Friday 13 April 2007

[ 13. The LimeWire Website | Software ]

[ The LimeWire Website www.limewire.com ]

LimeWire is a free Peer-to-Peer filesharing software for the Java Platform, which runs on the Gnutella Network, linking users and enables them to share files between one another. The software has a very wide reach, increasing the size of its already global network and thus, the more people who download it, the more files are available, which means that more people download it.

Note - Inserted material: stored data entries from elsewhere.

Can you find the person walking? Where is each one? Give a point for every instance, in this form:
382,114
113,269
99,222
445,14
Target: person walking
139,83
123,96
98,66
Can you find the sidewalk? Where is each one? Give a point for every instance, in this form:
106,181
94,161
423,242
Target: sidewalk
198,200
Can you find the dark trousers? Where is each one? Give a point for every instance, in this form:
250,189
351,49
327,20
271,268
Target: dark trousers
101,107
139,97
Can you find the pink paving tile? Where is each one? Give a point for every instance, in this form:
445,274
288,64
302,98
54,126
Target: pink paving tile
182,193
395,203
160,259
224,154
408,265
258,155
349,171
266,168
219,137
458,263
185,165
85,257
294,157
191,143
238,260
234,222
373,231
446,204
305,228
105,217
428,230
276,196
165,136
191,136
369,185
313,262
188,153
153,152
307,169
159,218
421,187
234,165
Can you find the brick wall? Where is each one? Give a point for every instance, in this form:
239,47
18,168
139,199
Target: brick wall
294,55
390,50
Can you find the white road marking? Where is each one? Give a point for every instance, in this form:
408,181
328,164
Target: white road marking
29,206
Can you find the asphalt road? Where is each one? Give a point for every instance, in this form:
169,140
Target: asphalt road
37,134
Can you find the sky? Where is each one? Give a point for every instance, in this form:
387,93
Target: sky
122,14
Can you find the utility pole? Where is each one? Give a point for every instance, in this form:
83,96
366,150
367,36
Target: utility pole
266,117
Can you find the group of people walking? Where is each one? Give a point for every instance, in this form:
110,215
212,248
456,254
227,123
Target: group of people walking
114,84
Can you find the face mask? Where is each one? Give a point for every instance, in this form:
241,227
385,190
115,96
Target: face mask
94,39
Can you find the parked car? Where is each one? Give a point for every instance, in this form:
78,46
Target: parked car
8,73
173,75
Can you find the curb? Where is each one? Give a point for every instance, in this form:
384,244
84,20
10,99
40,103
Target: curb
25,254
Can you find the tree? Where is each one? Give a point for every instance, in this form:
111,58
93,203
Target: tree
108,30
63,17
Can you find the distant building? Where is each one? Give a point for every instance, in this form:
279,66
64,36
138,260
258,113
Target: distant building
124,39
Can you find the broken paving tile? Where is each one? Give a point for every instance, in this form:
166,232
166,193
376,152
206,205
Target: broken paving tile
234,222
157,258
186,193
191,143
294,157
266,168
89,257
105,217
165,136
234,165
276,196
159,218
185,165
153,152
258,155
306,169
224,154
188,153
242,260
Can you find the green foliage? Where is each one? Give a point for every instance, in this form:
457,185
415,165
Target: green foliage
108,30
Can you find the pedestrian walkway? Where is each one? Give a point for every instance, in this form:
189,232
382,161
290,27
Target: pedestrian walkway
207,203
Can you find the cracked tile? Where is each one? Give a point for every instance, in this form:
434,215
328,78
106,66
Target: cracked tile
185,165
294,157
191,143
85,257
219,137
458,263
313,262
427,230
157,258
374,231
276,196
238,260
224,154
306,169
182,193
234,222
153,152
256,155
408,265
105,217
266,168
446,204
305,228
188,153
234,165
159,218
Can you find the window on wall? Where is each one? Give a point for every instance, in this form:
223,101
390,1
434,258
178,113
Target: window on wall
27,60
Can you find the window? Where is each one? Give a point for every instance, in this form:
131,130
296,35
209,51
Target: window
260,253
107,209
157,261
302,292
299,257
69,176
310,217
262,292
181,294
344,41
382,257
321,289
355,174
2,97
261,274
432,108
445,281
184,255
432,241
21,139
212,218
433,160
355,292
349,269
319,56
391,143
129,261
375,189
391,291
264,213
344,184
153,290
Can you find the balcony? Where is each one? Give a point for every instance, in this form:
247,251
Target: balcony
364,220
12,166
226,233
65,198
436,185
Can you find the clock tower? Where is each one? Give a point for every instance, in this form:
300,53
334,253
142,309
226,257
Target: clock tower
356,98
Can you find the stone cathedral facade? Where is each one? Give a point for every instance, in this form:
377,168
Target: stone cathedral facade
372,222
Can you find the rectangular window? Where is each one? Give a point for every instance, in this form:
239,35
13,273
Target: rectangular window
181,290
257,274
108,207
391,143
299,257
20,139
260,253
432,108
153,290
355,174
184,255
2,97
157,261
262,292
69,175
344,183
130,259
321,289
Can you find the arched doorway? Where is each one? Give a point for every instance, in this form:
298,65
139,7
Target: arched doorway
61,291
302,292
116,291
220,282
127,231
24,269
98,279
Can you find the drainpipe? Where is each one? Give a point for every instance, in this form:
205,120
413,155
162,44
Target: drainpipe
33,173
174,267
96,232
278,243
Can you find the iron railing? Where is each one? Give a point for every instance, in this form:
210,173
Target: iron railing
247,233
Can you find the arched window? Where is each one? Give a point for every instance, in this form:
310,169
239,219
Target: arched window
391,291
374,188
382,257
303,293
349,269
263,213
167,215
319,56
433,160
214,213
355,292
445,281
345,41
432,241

The audience is not a specialised demographic, but LimeWire’s main audience is tended to the younger generation as these are both the audience who would like to use it most and actually know how to. LimeWire replaces mail and attatchments, and physical interactions between people, of USB-pens or CDs, etc.

[ In Detail ]
LimeWire fundamentally allows the consumers to share whatever file they like directly over the internet, the only catch is that they cannot specify who they send it to, thus if one person can see and download it, so can everyone on the network, which hosts hundreds of thousands of people at any one time. The proliferation of high-speed broadband has aided LimeWire, allowing faster downloads and the progression in programming techniques and programs allows for a better software package.
LimeWire has come under some criticism for its clear breaches of copyright, as it is primarily used by the great majority of users to exchange music for free. LimeWire has considered closing down the network and ceasing downloads of the software in light of the MGM [ Metro-Goldwyn-Mayer ] decision against Grokster in the US supreme court stating that P2P companies Grokster and Streamcast could be sued for inducing copyright infringement for acts taken in the course of marketing file sharing software. This has been called the most important intellectual property case in decades.
LimeWire is a very good example of reach, audience distribution and horizontal integration.